Namun sesuatu membuat saya terdistraksi. Pandangan saya mendadak teralihkan ke luar kaca ruang senam yang tertutup rapat oleh sejuknya AC. Ada siluet yang bergoyang pelan. Saya berpaling sejenak karena koreagrafinya, menengok lagi, eh bayangan itu diam. Berpaling lagi dan kemuadian memandang lagi, kali ini bayangan itu bergerak-gerak lagi. Sekarang perlahan dan mirip gerakan slow motion di TV.
Nah saat menulis ini saya mencari tahu memangapa saya terdistraksi oleh bayangan di jendela itu.
Untung ada penjelasannya. Menurut ilmu psikologi, memang manusia punya kecenderungan melihat pola acak yang terkadang gak gelas juntrungannya. Pola itu lewat pengalaman kemudian diberi makna lewat istilah pareidolia. Oh ternyata, wajar ya jika saya terdistraksi sejanak karena merasa ada aura mistis yang sedang mengintip sesi kardio emak-emak ini!

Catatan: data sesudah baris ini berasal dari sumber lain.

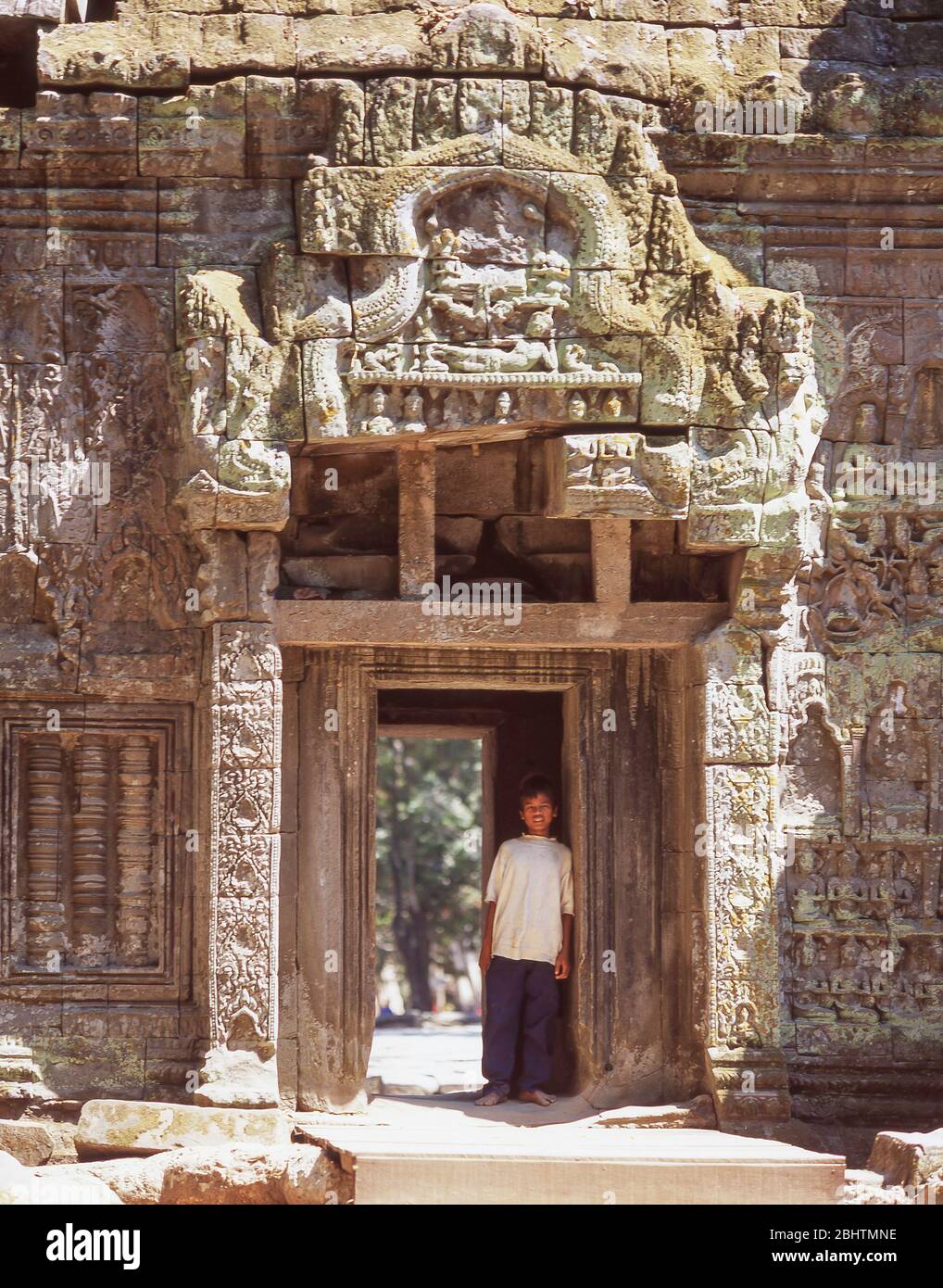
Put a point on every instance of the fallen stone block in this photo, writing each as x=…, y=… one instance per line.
x=291, y=1175
x=907, y=1158
x=23, y=1186
x=141, y=1127
x=29, y=1143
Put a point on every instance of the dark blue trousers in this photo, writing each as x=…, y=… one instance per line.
x=522, y=1003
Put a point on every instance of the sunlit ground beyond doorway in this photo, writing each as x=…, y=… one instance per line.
x=427, y=1039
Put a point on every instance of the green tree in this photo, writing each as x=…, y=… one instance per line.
x=428, y=852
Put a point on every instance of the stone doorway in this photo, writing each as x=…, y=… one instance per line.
x=520, y=733
x=597, y=710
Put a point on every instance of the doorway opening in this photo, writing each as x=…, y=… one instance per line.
x=448, y=764
x=427, y=1034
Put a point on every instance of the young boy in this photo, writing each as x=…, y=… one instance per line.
x=527, y=948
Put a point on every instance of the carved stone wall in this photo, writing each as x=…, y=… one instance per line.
x=236, y=243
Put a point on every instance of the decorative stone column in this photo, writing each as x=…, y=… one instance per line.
x=236, y=499
x=244, y=713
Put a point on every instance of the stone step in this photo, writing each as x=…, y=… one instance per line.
x=579, y=1166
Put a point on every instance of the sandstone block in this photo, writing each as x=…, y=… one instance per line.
x=91, y=133
x=122, y=55
x=101, y=223
x=29, y=1143
x=245, y=43
x=198, y=133
x=22, y=1186
x=147, y=1127
x=283, y=1175
x=375, y=43
x=907, y=1158
x=221, y=221
x=625, y=57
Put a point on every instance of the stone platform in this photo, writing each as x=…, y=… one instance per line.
x=438, y=1150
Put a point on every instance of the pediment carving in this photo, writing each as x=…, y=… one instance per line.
x=536, y=290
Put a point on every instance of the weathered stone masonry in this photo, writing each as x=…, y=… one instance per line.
x=346, y=301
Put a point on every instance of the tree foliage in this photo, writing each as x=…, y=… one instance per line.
x=428, y=855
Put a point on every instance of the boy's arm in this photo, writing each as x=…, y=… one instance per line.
x=564, y=958
x=484, y=956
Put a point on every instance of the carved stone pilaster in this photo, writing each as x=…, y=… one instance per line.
x=245, y=791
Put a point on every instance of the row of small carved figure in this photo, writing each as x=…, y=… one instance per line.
x=454, y=407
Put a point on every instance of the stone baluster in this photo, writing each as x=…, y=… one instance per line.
x=91, y=854
x=134, y=910
x=45, y=940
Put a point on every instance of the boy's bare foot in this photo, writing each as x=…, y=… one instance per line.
x=536, y=1097
x=490, y=1099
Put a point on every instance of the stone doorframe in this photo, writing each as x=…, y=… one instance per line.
x=336, y=874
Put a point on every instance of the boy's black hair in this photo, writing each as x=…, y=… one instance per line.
x=533, y=786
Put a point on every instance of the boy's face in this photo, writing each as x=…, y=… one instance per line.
x=539, y=812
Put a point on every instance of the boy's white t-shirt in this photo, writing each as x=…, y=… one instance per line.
x=531, y=885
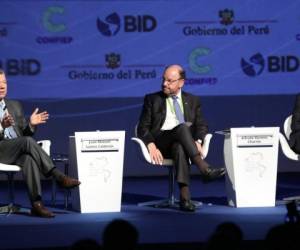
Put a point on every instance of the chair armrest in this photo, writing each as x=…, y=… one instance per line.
x=289, y=153
x=9, y=168
x=145, y=152
x=143, y=148
x=45, y=144
x=205, y=145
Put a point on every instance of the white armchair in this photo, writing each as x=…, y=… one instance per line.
x=288, y=152
x=10, y=171
x=170, y=201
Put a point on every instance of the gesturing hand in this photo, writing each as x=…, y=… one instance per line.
x=7, y=121
x=38, y=118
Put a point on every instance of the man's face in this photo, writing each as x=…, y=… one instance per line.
x=171, y=81
x=3, y=86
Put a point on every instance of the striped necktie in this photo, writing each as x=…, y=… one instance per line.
x=177, y=108
x=9, y=132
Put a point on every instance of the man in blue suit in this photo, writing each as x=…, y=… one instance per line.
x=18, y=147
x=172, y=126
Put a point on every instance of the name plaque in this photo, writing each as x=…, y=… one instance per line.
x=264, y=140
x=100, y=145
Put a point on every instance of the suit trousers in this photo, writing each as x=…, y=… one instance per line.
x=26, y=153
x=179, y=145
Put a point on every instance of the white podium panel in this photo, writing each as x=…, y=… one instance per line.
x=251, y=158
x=97, y=161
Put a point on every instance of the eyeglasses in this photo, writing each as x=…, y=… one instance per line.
x=170, y=81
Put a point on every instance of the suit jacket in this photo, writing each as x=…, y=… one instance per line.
x=295, y=125
x=21, y=126
x=154, y=112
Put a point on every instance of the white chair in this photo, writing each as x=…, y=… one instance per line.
x=288, y=152
x=10, y=171
x=170, y=201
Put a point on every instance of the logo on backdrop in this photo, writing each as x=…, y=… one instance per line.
x=254, y=66
x=273, y=64
x=3, y=32
x=195, y=57
x=112, y=70
x=24, y=67
x=4, y=28
x=113, y=23
x=52, y=22
x=227, y=25
x=226, y=16
x=112, y=60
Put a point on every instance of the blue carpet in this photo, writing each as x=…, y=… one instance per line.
x=155, y=226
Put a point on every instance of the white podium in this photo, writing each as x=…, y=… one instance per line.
x=96, y=159
x=251, y=158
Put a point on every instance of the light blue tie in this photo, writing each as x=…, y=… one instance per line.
x=9, y=132
x=177, y=108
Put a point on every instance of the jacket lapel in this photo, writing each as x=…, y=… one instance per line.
x=186, y=106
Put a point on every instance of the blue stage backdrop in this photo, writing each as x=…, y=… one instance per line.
x=89, y=63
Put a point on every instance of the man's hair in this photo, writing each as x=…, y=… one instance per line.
x=181, y=71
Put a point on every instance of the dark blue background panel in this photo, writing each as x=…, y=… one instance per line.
x=82, y=49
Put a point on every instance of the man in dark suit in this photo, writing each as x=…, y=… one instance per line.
x=18, y=147
x=172, y=126
x=295, y=127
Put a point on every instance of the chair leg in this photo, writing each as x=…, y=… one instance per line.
x=10, y=208
x=53, y=195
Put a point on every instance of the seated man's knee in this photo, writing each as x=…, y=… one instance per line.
x=177, y=149
x=26, y=140
x=182, y=130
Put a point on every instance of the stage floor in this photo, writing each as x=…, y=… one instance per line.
x=155, y=226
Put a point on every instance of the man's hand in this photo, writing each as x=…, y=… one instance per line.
x=7, y=121
x=199, y=147
x=38, y=118
x=155, y=155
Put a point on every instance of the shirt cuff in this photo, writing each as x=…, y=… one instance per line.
x=199, y=141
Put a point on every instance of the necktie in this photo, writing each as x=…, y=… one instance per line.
x=177, y=109
x=9, y=132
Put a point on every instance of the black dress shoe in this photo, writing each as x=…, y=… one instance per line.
x=39, y=210
x=187, y=206
x=212, y=174
x=68, y=182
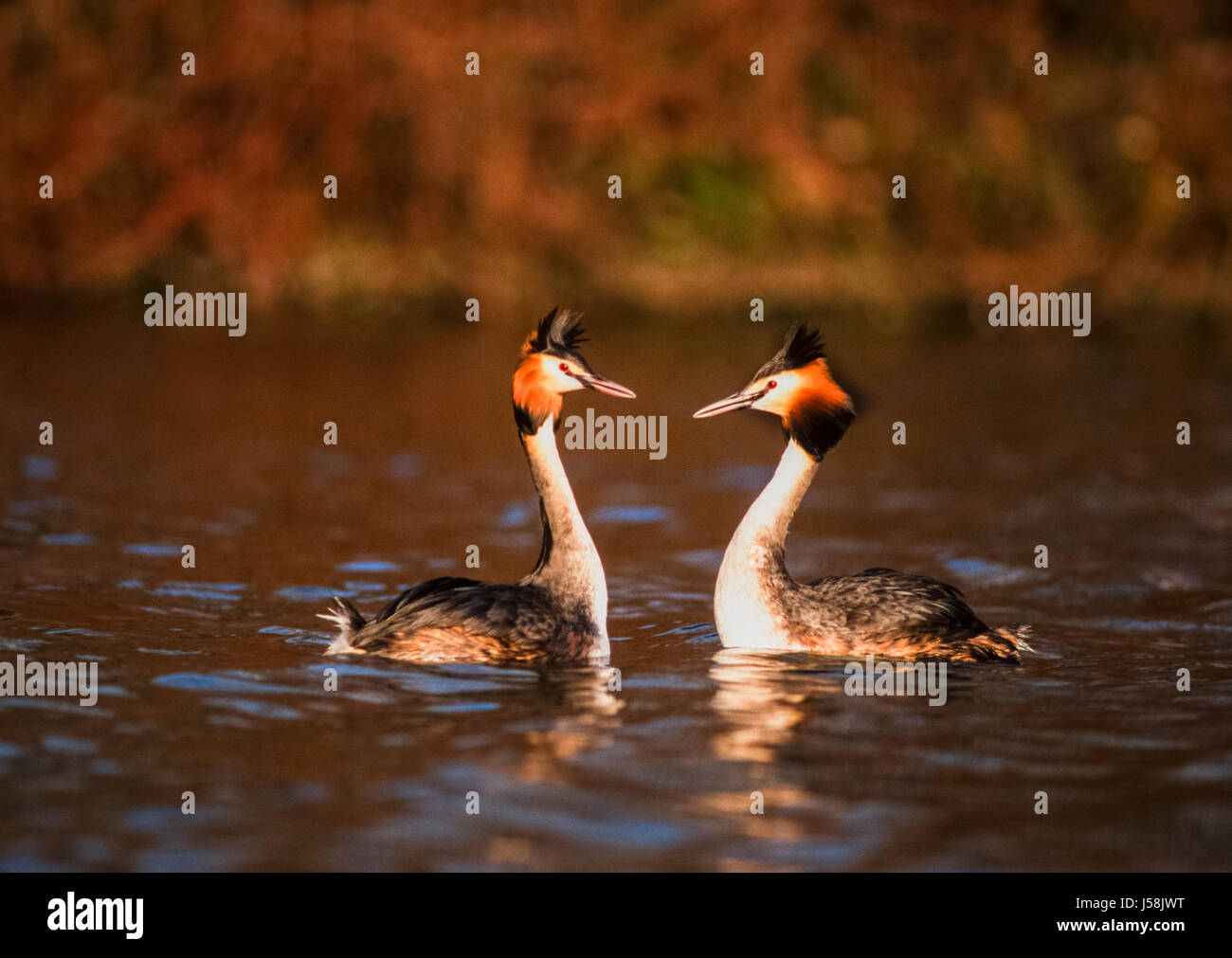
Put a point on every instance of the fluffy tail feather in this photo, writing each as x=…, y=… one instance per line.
x=348, y=620
x=1019, y=634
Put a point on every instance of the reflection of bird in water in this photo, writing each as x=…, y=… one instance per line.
x=878, y=611
x=763, y=701
x=555, y=613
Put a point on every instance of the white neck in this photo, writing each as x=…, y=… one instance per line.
x=571, y=570
x=752, y=574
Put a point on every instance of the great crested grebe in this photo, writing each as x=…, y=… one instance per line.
x=555, y=613
x=878, y=611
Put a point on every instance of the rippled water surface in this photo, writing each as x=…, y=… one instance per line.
x=212, y=677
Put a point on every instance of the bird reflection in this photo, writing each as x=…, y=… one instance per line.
x=765, y=696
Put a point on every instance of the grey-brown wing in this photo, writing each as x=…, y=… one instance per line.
x=516, y=615
x=887, y=603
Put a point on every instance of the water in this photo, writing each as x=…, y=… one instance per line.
x=212, y=678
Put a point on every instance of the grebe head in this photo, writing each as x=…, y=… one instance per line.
x=797, y=387
x=551, y=366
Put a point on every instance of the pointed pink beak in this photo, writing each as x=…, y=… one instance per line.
x=604, y=386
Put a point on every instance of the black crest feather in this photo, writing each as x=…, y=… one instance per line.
x=558, y=332
x=800, y=348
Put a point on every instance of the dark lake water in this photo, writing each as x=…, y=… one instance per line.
x=212, y=678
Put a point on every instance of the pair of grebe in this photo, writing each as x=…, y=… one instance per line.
x=559, y=611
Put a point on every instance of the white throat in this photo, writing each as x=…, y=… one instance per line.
x=747, y=608
x=573, y=571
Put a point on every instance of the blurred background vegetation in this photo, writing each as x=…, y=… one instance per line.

Jadi pengen ngakak 🙂
Sensasi Mistis Foto Bayangan di Jendela Ruang Senam
Tahukah teman-teman, bayangan itu ternyata berasal dari deretan pepohonan rimbun yang tumbuh di taman Gym tempat saya olah raga. Rupanya angin sore yang sepoi-sepoi membuat daun-daunnya menari ringan yang menggesek-gesek kaca jendela. Walaupun begitu, tarian mereka terlihat sangat berbeda dari balik kaca yang sedikit berembun.
Secara ilmiah, efek visual dramatis ini memang sering muncul ketika cahaya senja membiaskan siluet dengan tingkat kontras tinggi terhadap latar belakang gelap. Akibatnya, pemandangan biasa seketika berubah menjadi adegan film misteri.
Daripada saya terus membiarkan pikiran berkelana liar, saya langsung meraih ponsel.
Refleksi Psikologis Saat Lelah
Mengapa bayangan pohon biasa bisa awalnya terasa sedikit menakutkan? Terutama yang terjadi pada saya yang fisiknya sedang kelelahan saat berolahraga berat.
Itu karena tubuh sedang menyalurkan lebih banyak suplai oksigen ke otot yang bekerja keras dibandingkan ke pusat logika di otak. Sebagai dampaknya, persepsi visual saya mengalami sedikit distorsi sesaat.
Beruntung, kewarasan saya cepat kembali ke titik normal setelah memotret bayangan itu. Saya tertawa kecil menyadari ketakutan konyol ini. Akhirnya, jepretan kamera menjadi selain jadi pelampiasan rasa penasaran, saya jadi lebih memahami diri sendiri di sore yang hangat itu.
Mengabadikan Foto Bayangan di Jendela sebagai Seni
Hasil jepretan saya memang tidak seindah pemandangan aslinya. Meskipun demikian, foto bayangan di jendela ini lumayan berhasil mengalihkan pikiran saya yang sempat terganggu.
Di sisi lain, para pakar dalam dunia fotografi (shadow photography) justru sangat mengagumi teknik memotret siluet. Pendekatan ini memaksa audiens menggunakan imajinasi liar mereka untuk menebak bentuk asli objeknya.
Oleh karena itu, sebuah ketidaksengajaan di ruang senam ini malah membantu saya menciptakan karya seni kecil-kecilan.
Kesimpulan Puitis di Balik Keringat
Terkadang, ritme hidup memang berjalan seperti bayangan yang samar. Selain itu, kita sering kali butuh kaca pembatas untuk melihat sesuatu dari sudut pandang yang sepenuhnya baru.
Pada akhirnya, olahraga hari ini bukan cuma soal membakar tumpukan kalori saja. Namun, momen ini juga sukses menyegarkan kembali pikiran yang sedang penat.
Sebagai penutup, mari kita selalu meluangkan waktu untuk menemukan keindahan tersembunyi di sekitar kita, bahkan jika itu hanya berawal dari keisengan mengambil foto bayangan di jendela seperti ini.